Shikharji at Siddhachalam is the world’s first, to-scale, complete replication of Teerthadhiraj Shikharji. It was opened at dawn on August 13, 2012, after four days of pratishtha celebrations. Read more.
Acharya Sushil Gurve Namah
2,541 years ago, Bhagwaan Mahavira, our last Tirthankar, attained moksha after having shown us the path to do so, and His ganadhar (chief disciple) Shri Gautam Swami attained kevalgyan (absolute consciousness). Ever since, we celebrate the historic day as Deepawali. This year, Deepawali Mahaparv celebrations at Siddhachalam began at 4:00 p.m. on Wednesday, October 22, and continued through 1:00 p.m. on Tuesday, October 28. This was the last opportunity to stay at the ashram before most cabins were closed and Guruji’s prathima at Tapasya Sthal was veiled!
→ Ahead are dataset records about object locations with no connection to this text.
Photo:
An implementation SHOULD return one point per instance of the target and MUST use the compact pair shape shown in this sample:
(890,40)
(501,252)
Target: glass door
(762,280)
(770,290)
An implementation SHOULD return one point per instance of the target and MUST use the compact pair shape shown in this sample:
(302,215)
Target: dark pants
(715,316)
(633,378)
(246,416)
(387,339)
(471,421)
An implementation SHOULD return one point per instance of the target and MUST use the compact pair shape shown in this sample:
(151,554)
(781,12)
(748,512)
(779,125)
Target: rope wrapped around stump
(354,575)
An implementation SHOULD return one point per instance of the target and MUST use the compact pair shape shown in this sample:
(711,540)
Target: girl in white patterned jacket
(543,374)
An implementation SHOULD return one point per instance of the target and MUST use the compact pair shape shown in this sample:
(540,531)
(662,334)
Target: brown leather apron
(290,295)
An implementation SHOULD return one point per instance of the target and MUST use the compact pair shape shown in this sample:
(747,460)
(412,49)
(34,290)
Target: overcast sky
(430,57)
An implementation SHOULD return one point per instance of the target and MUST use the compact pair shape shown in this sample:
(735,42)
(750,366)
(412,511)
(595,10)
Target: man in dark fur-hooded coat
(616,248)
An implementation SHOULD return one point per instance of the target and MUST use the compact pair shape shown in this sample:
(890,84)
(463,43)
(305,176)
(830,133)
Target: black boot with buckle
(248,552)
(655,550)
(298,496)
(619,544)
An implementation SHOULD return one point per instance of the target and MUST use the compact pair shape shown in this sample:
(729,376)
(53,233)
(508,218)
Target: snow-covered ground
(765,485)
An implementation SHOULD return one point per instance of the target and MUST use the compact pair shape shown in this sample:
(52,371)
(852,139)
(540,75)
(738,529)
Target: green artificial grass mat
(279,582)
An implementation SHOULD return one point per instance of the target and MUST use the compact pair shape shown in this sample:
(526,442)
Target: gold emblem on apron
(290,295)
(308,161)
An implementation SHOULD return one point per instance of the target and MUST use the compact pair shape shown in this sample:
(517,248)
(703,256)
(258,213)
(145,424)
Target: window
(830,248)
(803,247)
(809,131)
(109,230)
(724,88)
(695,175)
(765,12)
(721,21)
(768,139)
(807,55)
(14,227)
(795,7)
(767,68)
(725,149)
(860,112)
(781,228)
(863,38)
Ashram is Beautiful in its Quititude
Deepawali generally is the last major religious festival observed at Siddhachalam. Siddhachalam thereafter goes in the Fall and winter mode – a spectacular place to watch Fall colors and observe our animals continue their activities during the winters. Notwithstanding weather conditions, Siddhachalam temples open and close timely 365 days a year and for those seeking a quiet place to meditate or pray, Siddhachalam temples are an ideal location.
Around Thanksgiving, the warm water feeders start operating and will continue to do so until late March. They help save animal and bird life during the ashram’s harsh winters. The deer feed stations also stay stocked during the winters with corn and other feed at this time of the year. This year, we have added responsibilities for the peacocks and peahens; they have now started getting in and out of their home more freely but still have to be watched from predators. A good time to see the ashram in its resplendent beauty is late afternoons and early mornings. Welcome!